NEM POR VOCÊ, NEM POR NINGUÉM –
¾ Sim, eu também sou uma pessoa hedonista – eu acho. Respondi assim, em meus pensamentos, portanto, silenciosamente, todas às três vezes que meu interlocutor afirmou suas convicções, posturas e crenças, inclusive, a falta delas. Eu apenas o fitava. Talvez, não sei, meu interlocutor tenha pensado que eu não soubesse o significado da palavra e, por isso mesmo, a repetiu três vezes, acho que ele estava esperando alguma reação de minha parte. Eu reagi, instantaneamente, só que internamente, apenas para mim.
Até agora eu não consigo entender o porquê do meu silêncio, por qual razão eu não havia conseguido interagir e afirmar a minha concordância. A questão é que, nos instantes que se seguiram, eu entrei numa espécie de transe, vi-me incursionando pelas gavetas das minhas lembranças, trazendo à tona histórias e fatos de vida, principalmente sobre as coisas que eu havia aberto mão, dos sonhos adiados, deixados para trás e de todas as vontades e desejos frustrados.
Pude ouvir suas argumentações de forma cautelosa, enquanto espiava, através do meu cerne, as provocações que aquela conversa me causava. Eu só ouvia, meditava e, de certa forma, eu concordava com suas assertivas. Sim, eu também pensava da mesma forma, com alguns ajustes aqui e outros acolá, mas, em linhas gerais, era aquilo mesmo que eu sempre quis para minha vida: a liberdade de ser quem sou sem me privar daquilo que me dá prazer, e mais, sem julgamentos ou castrações.
Lembro que, em minha adolescência, cantava como mantra a canção de Fábio Jr., 20 poucos anos, todas as vezes que me sentia frustrada por algo que não conseguia realizar.
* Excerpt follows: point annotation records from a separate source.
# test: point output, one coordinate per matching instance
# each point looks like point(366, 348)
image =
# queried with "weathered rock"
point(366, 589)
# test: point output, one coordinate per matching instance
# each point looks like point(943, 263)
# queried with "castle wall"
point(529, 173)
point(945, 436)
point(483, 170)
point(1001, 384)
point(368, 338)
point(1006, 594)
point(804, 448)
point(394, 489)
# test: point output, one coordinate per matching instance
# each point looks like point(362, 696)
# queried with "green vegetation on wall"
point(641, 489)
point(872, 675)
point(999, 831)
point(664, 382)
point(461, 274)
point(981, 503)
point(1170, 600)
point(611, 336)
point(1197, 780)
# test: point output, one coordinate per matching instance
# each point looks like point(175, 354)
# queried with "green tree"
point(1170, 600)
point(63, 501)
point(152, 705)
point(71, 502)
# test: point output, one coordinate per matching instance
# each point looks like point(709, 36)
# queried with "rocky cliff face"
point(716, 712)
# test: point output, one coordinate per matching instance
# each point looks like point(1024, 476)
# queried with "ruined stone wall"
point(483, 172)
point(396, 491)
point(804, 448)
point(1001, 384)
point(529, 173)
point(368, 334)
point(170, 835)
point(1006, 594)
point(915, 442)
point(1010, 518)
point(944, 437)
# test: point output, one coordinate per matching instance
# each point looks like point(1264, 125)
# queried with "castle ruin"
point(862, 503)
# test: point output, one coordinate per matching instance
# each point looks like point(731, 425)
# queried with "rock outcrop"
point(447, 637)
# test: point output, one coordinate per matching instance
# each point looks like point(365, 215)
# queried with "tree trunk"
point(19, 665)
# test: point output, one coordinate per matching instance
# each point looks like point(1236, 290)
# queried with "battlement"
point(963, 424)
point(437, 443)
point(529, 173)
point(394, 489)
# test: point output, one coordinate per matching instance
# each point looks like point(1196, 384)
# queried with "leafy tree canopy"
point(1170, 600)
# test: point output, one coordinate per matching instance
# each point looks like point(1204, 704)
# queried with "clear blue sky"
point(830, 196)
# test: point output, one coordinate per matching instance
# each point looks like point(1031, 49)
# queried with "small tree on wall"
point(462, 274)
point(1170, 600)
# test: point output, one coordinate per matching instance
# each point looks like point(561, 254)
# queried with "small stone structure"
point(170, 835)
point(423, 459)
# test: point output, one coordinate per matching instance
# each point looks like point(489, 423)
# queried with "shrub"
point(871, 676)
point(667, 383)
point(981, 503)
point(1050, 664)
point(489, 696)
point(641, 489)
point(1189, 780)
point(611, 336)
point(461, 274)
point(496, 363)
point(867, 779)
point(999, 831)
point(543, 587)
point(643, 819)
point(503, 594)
Aquilo era uma forma de me convencer que eu não podia desistir de mim e nem das coisas em que eu acreditava e queria para mim: […]nem por você nem por ninguém eu me desfaço dos meus planos, quero saber bem mais que os meus vinte poucos anos […]. Assim, eu expurgava as dores que eu tanto odeio sentir.
La dolce vita é algo tão simples de se ter que está longe de ser algo de outro mundo, pelo menos para mim. Por exemplo: tenho enorme prazer em postergar as primeiras horas da manhã “ao despertar, ainda deitada em meu leito aconchegante e quentinho, a mente desperta num divagar delicioso sobre o que o dia me reserva entre acontecimentos diários, compromissos corriqueiros, obrigações chatas, encontros, desencontros…” (Trecho da crônica Adoro ser mulher – Flávia Arruda).
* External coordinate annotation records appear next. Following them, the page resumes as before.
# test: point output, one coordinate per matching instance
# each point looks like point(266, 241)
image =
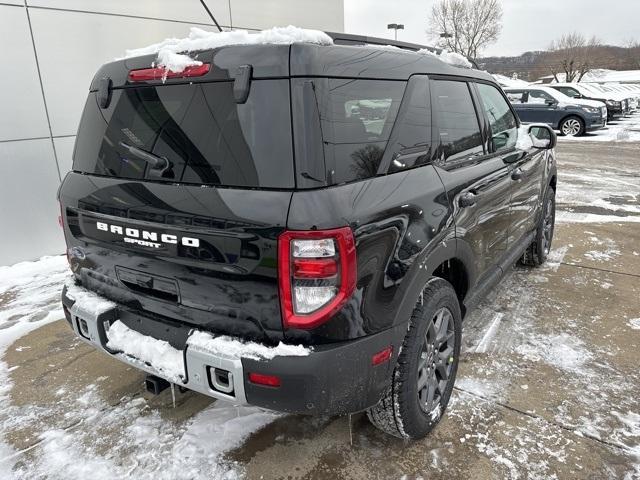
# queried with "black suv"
point(300, 227)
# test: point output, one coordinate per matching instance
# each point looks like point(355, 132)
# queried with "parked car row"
point(574, 108)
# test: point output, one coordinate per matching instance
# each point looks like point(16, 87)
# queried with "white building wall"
point(49, 52)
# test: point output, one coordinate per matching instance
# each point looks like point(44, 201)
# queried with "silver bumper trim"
point(198, 364)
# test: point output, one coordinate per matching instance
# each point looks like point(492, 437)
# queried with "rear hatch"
point(180, 189)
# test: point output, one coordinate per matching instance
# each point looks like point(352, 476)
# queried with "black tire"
point(572, 126)
point(536, 253)
point(400, 413)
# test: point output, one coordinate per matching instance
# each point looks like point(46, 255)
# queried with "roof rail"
point(350, 39)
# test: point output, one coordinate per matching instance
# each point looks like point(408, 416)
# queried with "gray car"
point(573, 117)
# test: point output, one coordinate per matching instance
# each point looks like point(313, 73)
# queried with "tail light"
point(317, 275)
point(161, 73)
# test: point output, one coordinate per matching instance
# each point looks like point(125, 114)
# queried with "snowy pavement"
point(548, 385)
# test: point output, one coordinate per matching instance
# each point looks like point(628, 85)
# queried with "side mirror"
point(542, 136)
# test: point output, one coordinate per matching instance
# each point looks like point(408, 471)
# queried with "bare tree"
point(466, 26)
point(633, 47)
point(573, 55)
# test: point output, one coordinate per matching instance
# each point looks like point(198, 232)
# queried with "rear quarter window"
point(456, 119)
point(356, 118)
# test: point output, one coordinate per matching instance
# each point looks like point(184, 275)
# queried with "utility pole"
point(395, 27)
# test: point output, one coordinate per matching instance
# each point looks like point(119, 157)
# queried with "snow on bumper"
point(198, 367)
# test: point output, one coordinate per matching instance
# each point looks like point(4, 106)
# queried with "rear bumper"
point(595, 121)
point(332, 379)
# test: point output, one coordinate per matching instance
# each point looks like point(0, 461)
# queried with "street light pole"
point(395, 27)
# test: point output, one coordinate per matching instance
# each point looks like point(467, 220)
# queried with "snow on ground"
point(30, 298)
point(146, 447)
point(591, 193)
point(498, 360)
point(625, 129)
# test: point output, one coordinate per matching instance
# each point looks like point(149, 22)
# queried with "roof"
point(273, 60)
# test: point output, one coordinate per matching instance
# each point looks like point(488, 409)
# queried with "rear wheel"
point(536, 254)
point(423, 378)
point(572, 127)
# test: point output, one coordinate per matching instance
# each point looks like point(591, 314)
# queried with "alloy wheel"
point(436, 360)
point(571, 127)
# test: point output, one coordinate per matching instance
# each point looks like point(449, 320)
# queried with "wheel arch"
point(572, 114)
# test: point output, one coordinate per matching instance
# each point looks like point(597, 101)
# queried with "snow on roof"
point(171, 51)
point(452, 58)
point(601, 75)
point(505, 81)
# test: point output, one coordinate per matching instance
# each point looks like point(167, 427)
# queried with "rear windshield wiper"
point(157, 162)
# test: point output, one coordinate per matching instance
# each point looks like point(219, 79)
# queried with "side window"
point(538, 97)
point(458, 129)
point(356, 117)
point(516, 97)
point(410, 142)
point(504, 128)
point(569, 92)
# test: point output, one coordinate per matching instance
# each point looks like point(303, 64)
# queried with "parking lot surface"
point(548, 387)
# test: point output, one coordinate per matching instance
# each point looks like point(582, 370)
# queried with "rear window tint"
point(206, 137)
point(356, 119)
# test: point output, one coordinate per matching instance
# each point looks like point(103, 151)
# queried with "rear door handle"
point(517, 174)
point(467, 199)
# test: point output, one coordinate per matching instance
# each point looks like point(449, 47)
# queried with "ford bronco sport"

Eu já dizia em outra crônica, também de minha autoria, chamada Cheia de manias: “Adoro ler livros (de trás para frente), assistir TV (comerciais), ver shows das minhas bandas favoritas (sempre simpatizo com o baterista), tomar água as pampas (Natural de preferência), tomar café nem se fala (ah, esse é esfriado na xícara) e viajar é prazer dobrado. Não posso negar que gosto de comer bolo (quente), deixar a pia toda limpa sem louças sujas (acordar e ver tudo organizado é êxtase), dormir bem (sem travesseiros e com os pés para fora da cama), fazer amor (sem reservas nem ditames) e por aí vai. São tantas coisas simples que gosto e faço nos meus dias, que nem consigo lembrar de todas as coisas de uma só vez. Ah, não posso esquecer, um barzinho regado a boa conversa e cerveja gelada é tudo de bom, e se tiver música, aí eu me acabo de vez”.
A minha avó já me dizia, ainda mocinha, que eu tinha coragem de mamar numa onça, que eu era destemida e não tinha medo do perigo.
Acho que ela estava certa. Na verdade, só tenho medo daquilo que não me apraz, do que me enclausura e me faz sentir dor… do resto, eu me jogo! Não abro mão de viver as coisas boas da vida, da minha maneira, do meu jeito de pensar e agir. A minha única regra é: Nunca prejudicar alguém ou causar sofrimentos desnecessários, afinal, tem coisas que podem ser evitadas e ainda continuarem sendo prazerosa.
Agora fiquei em dúvida, será que pego pelo menos uma letra para o termo hedonista?
Flávia Arruda – Pedagoga e escritora, autora do livro As esquinas da minha existência, [email protected]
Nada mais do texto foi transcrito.